A few other advantages also.
> I know that the next step in the argument is how can you trust the chain?
> If I sign Alice's key, and she signs Bob's key, does that mean I now trust
> everything signed by Bob?
Perhaps I should explain at least one of the email authentication protocols:
DomainKeys, for instance, works at the transport level. Somewhat like
SSH, where the client and server use one key to encrypt the datastream,
but a different key is used by the user to actually authenticate and log
in. DomainKeys does not encrypt the channel, but it only signs it (it
signs a subset of the message headers as well as the body of the
message). If a recipient domain trusts Yahoo's keys, he can assert that
the mail really came from the Yahoo domain.
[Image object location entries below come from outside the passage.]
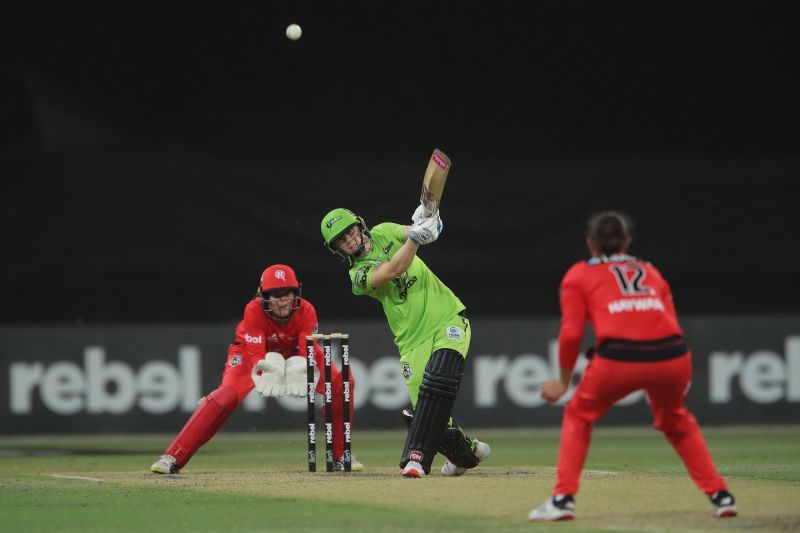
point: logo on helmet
(333, 221)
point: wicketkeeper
(431, 331)
(268, 355)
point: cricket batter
(639, 345)
(268, 355)
(430, 329)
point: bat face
(433, 182)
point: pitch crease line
(76, 477)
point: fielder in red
(268, 355)
(639, 345)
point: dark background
(155, 158)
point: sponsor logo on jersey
(454, 332)
(407, 372)
(253, 339)
(360, 279)
(635, 304)
(403, 283)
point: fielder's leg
(210, 414)
(670, 416)
(437, 394)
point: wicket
(344, 344)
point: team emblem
(454, 332)
(407, 373)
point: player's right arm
(570, 335)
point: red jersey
(259, 334)
(622, 297)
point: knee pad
(443, 374)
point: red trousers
(216, 408)
(666, 383)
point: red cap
(279, 277)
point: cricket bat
(433, 182)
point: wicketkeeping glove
(296, 376)
(427, 229)
(271, 381)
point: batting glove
(427, 229)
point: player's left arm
(570, 336)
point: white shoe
(482, 451)
(724, 504)
(413, 469)
(165, 465)
(561, 507)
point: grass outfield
(257, 481)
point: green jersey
(416, 303)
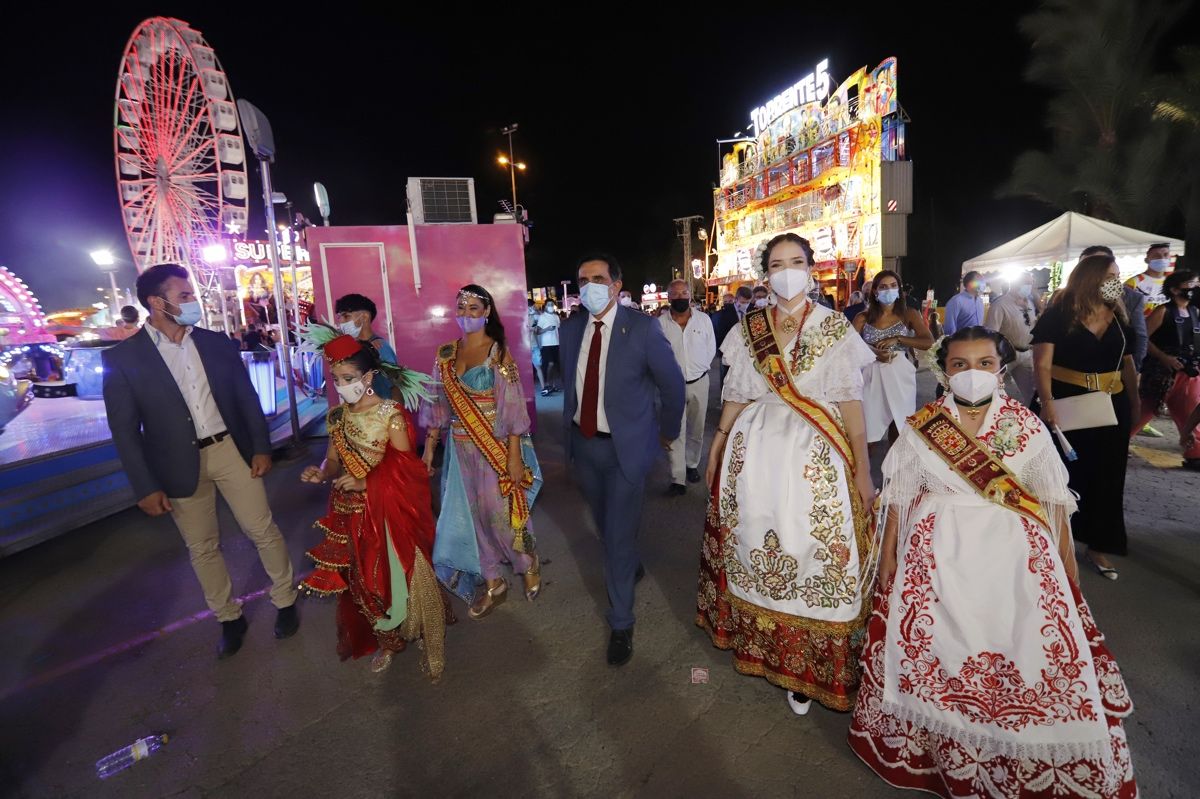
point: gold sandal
(487, 602)
(534, 571)
(382, 661)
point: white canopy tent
(1061, 240)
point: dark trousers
(617, 509)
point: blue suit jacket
(150, 420)
(640, 367)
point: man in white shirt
(694, 343)
(618, 368)
(186, 424)
(1013, 316)
(546, 328)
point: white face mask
(352, 392)
(1111, 290)
(595, 296)
(973, 385)
(789, 282)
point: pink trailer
(415, 298)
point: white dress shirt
(581, 368)
(184, 361)
(694, 346)
(549, 325)
(1006, 318)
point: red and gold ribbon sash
(483, 436)
(769, 361)
(975, 462)
(354, 462)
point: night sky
(617, 116)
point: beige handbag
(1091, 409)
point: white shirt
(1006, 318)
(581, 368)
(184, 361)
(549, 325)
(694, 346)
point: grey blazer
(1135, 306)
(641, 368)
(151, 425)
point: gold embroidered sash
(483, 436)
(975, 463)
(769, 361)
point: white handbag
(1091, 409)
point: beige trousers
(223, 469)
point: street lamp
(105, 259)
(511, 162)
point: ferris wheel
(180, 160)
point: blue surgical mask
(595, 296)
(189, 312)
(472, 324)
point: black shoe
(232, 632)
(287, 622)
(621, 647)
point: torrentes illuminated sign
(810, 89)
(256, 252)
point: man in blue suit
(186, 424)
(616, 364)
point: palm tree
(1108, 156)
(1177, 104)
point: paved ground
(103, 643)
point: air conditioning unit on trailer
(442, 200)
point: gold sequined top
(361, 438)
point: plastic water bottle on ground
(124, 758)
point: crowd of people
(942, 611)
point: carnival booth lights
(827, 163)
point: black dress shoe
(621, 647)
(287, 622)
(232, 632)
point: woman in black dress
(1084, 343)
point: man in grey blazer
(616, 365)
(186, 424)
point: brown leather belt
(213, 439)
(1107, 382)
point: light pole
(513, 164)
(322, 196)
(280, 198)
(105, 259)
(262, 140)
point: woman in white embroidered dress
(983, 671)
(781, 578)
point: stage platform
(59, 468)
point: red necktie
(592, 385)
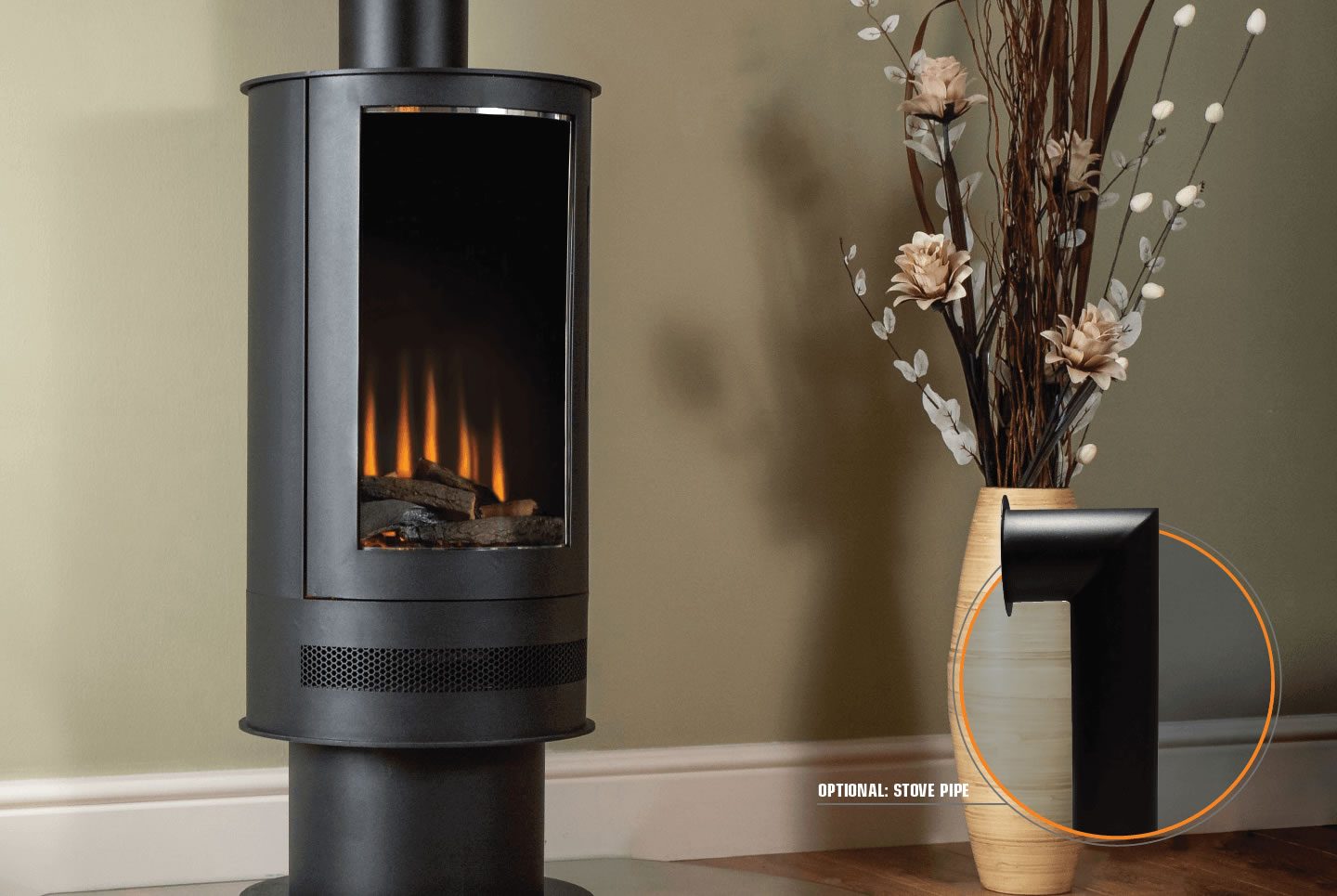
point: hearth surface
(601, 877)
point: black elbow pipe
(404, 33)
(1105, 565)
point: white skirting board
(674, 802)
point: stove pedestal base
(367, 822)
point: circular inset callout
(1218, 695)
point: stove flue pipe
(404, 33)
(1105, 565)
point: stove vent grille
(443, 670)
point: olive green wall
(775, 526)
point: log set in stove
(418, 565)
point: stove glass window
(462, 346)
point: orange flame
(403, 447)
(368, 430)
(468, 448)
(498, 463)
(429, 448)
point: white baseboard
(675, 802)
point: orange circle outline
(1017, 804)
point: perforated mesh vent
(443, 670)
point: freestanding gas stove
(418, 539)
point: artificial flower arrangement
(1039, 336)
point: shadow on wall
(825, 431)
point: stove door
(447, 321)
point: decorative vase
(1027, 695)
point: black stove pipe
(1105, 565)
(404, 33)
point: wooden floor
(1287, 863)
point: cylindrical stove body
(418, 540)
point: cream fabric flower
(1081, 162)
(932, 270)
(1088, 346)
(941, 90)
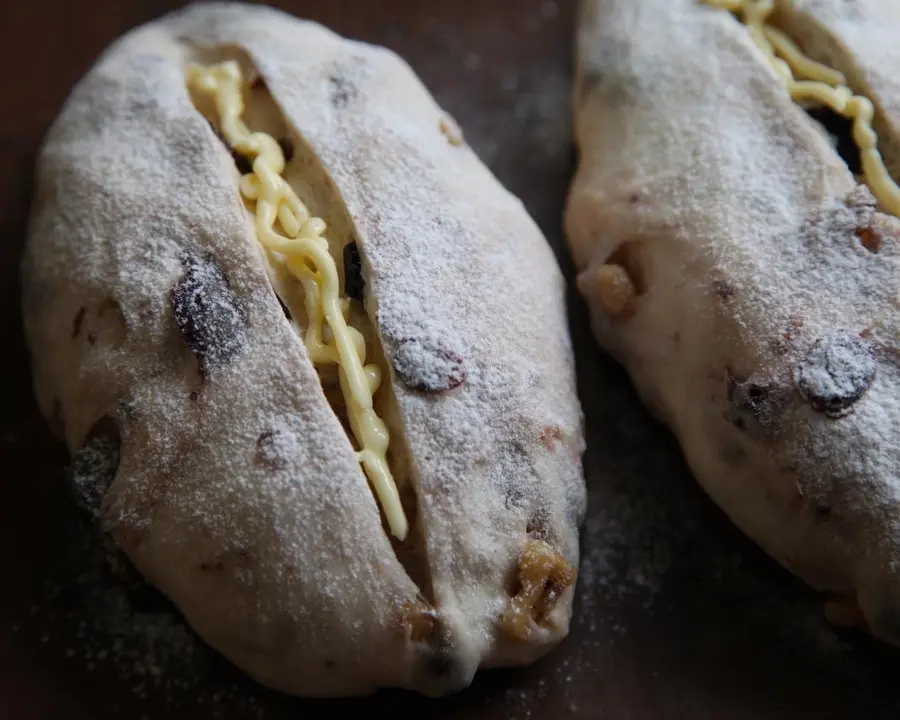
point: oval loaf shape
(252, 390)
(759, 315)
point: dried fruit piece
(869, 239)
(418, 619)
(836, 372)
(844, 612)
(428, 365)
(451, 131)
(94, 466)
(354, 282)
(208, 313)
(544, 575)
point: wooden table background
(677, 615)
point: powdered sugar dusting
(753, 338)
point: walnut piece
(615, 289)
(544, 575)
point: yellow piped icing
(820, 84)
(304, 252)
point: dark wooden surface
(677, 615)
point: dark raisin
(94, 466)
(208, 313)
(354, 282)
(285, 309)
(427, 365)
(270, 450)
(342, 91)
(723, 289)
(869, 239)
(836, 373)
(242, 162)
(287, 148)
(753, 404)
(77, 321)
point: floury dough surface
(237, 493)
(765, 331)
(676, 615)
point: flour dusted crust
(233, 487)
(764, 326)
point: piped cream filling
(822, 85)
(302, 250)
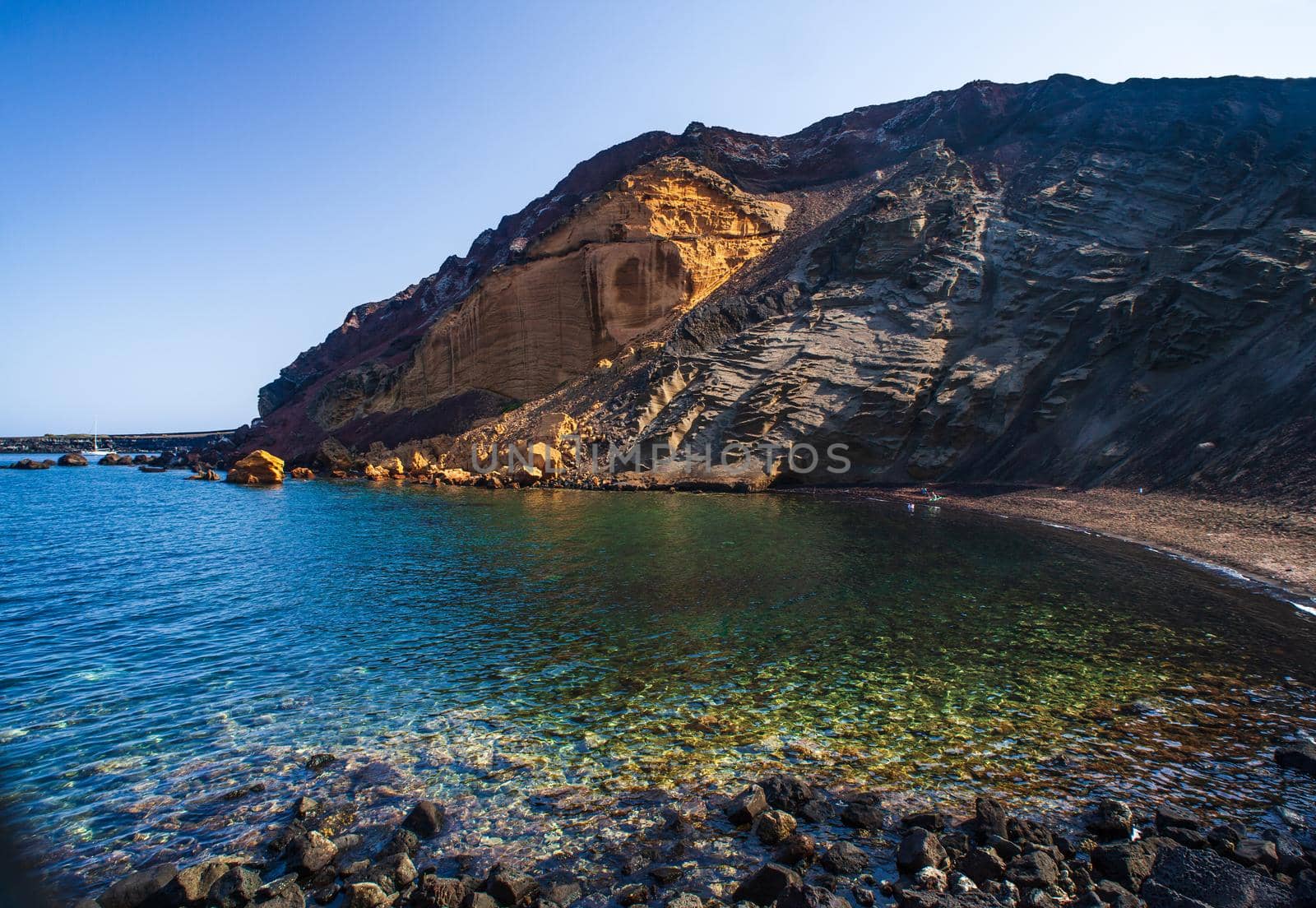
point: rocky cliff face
(1059, 282)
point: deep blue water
(175, 651)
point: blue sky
(192, 192)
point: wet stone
(1168, 816)
(308, 853)
(366, 895)
(1111, 820)
(447, 892)
(1035, 869)
(929, 820)
(1256, 852)
(317, 762)
(990, 819)
(865, 813)
(920, 849)
(425, 819)
(798, 895)
(747, 806)
(405, 841)
(798, 848)
(511, 887)
(773, 827)
(686, 901)
(662, 874)
(1004, 848)
(982, 865)
(563, 892)
(767, 883)
(846, 859)
(192, 883)
(636, 894)
(234, 888)
(786, 791)
(137, 888)
(1127, 864)
(1302, 758)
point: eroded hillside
(1063, 282)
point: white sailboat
(95, 442)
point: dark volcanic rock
(798, 848)
(1302, 758)
(798, 895)
(844, 859)
(1168, 816)
(767, 883)
(234, 888)
(511, 887)
(920, 849)
(1128, 864)
(786, 791)
(1111, 820)
(747, 806)
(773, 827)
(982, 865)
(1086, 278)
(137, 890)
(425, 819)
(990, 819)
(1210, 879)
(865, 813)
(1035, 869)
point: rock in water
(767, 883)
(425, 819)
(747, 806)
(257, 469)
(138, 888)
(1302, 758)
(28, 464)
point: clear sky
(194, 192)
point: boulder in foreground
(257, 469)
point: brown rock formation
(1059, 282)
(257, 469)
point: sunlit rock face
(661, 240)
(1053, 282)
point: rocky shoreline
(782, 841)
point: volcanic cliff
(1061, 282)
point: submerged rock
(920, 849)
(1302, 758)
(28, 464)
(844, 859)
(425, 819)
(773, 827)
(136, 890)
(767, 883)
(747, 806)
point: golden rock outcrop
(660, 241)
(257, 469)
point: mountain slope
(1059, 282)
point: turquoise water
(175, 651)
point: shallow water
(530, 658)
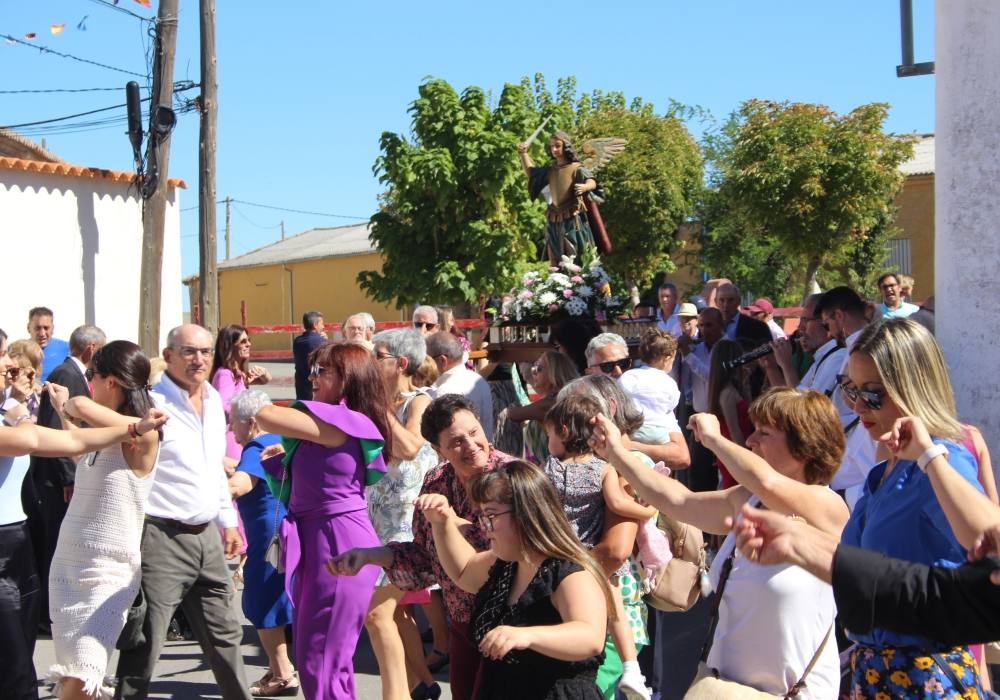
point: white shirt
(462, 380)
(698, 361)
(776, 330)
(822, 374)
(190, 483)
(656, 393)
(671, 325)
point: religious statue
(573, 219)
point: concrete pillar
(967, 198)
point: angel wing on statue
(573, 219)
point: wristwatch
(929, 454)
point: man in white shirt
(455, 378)
(843, 312)
(183, 562)
(666, 315)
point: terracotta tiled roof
(37, 166)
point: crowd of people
(851, 517)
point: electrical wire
(114, 6)
(45, 49)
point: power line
(297, 211)
(114, 6)
(45, 49)
(38, 92)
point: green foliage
(455, 220)
(800, 194)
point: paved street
(183, 672)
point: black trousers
(19, 599)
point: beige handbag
(708, 685)
(678, 585)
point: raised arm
(302, 425)
(707, 511)
(820, 506)
(618, 501)
(465, 566)
(969, 512)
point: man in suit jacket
(46, 493)
(302, 346)
(738, 325)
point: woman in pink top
(231, 374)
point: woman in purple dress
(334, 448)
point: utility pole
(155, 206)
(229, 201)
(207, 246)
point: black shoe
(426, 692)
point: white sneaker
(632, 685)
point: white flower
(576, 306)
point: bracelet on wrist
(929, 454)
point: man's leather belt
(178, 525)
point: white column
(967, 199)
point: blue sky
(306, 89)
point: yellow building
(314, 270)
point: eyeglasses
(608, 367)
(871, 399)
(315, 371)
(486, 519)
(189, 352)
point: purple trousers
(329, 611)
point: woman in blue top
(264, 600)
(898, 384)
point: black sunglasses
(871, 399)
(608, 367)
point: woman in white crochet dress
(95, 572)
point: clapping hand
(908, 438)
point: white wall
(74, 244)
(967, 204)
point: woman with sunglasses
(899, 386)
(19, 583)
(95, 573)
(232, 374)
(550, 373)
(336, 445)
(792, 455)
(541, 605)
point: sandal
(269, 686)
(436, 664)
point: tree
(455, 220)
(800, 194)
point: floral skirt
(890, 672)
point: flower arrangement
(570, 289)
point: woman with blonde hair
(541, 600)
(792, 455)
(898, 384)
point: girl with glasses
(902, 394)
(541, 601)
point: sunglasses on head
(608, 367)
(871, 399)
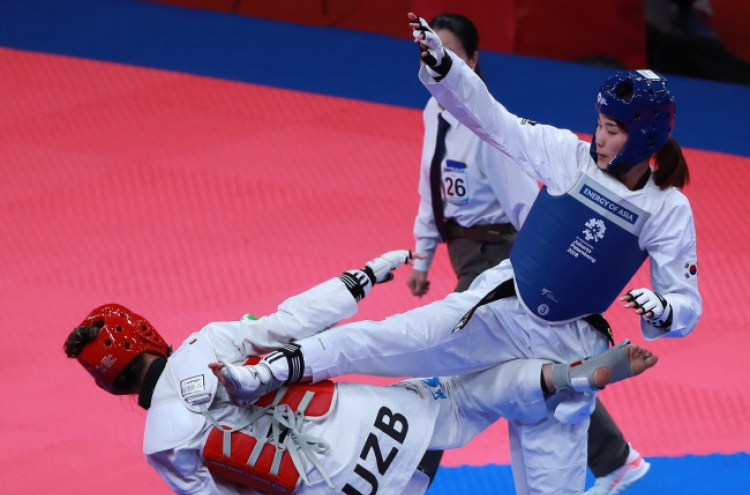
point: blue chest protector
(577, 251)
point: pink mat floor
(192, 199)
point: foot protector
(579, 376)
(286, 363)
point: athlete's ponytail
(671, 167)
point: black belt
(489, 233)
(508, 289)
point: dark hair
(671, 167)
(463, 29)
(126, 381)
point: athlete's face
(610, 139)
(451, 42)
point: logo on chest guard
(594, 230)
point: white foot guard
(247, 384)
(617, 481)
(579, 376)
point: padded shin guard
(579, 376)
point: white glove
(647, 301)
(436, 59)
(380, 269)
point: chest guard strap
(577, 251)
(269, 458)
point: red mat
(192, 199)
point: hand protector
(380, 269)
(430, 42)
(652, 302)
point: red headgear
(124, 336)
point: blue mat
(380, 69)
(689, 475)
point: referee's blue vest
(577, 251)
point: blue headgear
(646, 111)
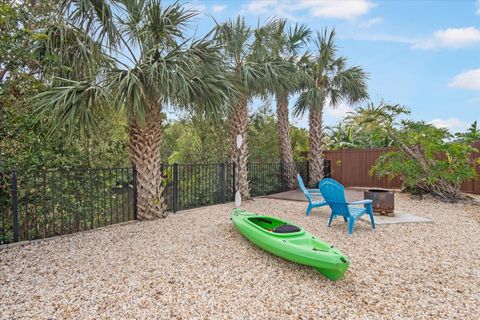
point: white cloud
(218, 7)
(467, 80)
(371, 22)
(454, 124)
(379, 37)
(451, 38)
(347, 9)
(339, 112)
(196, 6)
(338, 9)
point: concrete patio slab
(399, 217)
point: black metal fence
(44, 204)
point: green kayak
(291, 242)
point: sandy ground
(195, 265)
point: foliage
(192, 139)
(471, 135)
(355, 133)
(328, 79)
(426, 161)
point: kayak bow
(291, 242)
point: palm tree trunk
(286, 153)
(144, 143)
(315, 153)
(238, 126)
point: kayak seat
(286, 228)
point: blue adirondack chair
(334, 194)
(309, 193)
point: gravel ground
(195, 265)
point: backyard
(196, 265)
(130, 130)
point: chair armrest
(366, 201)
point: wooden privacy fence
(351, 167)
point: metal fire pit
(383, 201)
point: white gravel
(195, 265)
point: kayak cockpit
(272, 225)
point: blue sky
(422, 54)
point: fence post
(282, 184)
(15, 206)
(135, 208)
(175, 187)
(222, 182)
(234, 186)
(308, 173)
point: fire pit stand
(383, 201)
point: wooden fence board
(351, 167)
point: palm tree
(144, 64)
(328, 81)
(285, 44)
(252, 73)
(471, 135)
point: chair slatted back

This is a per-domain
signature, not per-user.
Once a domain (bob.com) trusts that the signing key belongs to the other
domain (alice.com), then it can identify email that genuinely comes from
alice.com. This does nothing more than prevent domain forgeries, as an
attacker forging the alice.com domain.
So, while Charlie at alice.com and David at bob.com don't know or trust each
other, they can be sure that the mail they received really came from the
alice.com domain or the bob.com domain. And it really is the two mail
servers that trust each other, while the users of each domain trusts
that the mail they receive will not be impersonating a different domain.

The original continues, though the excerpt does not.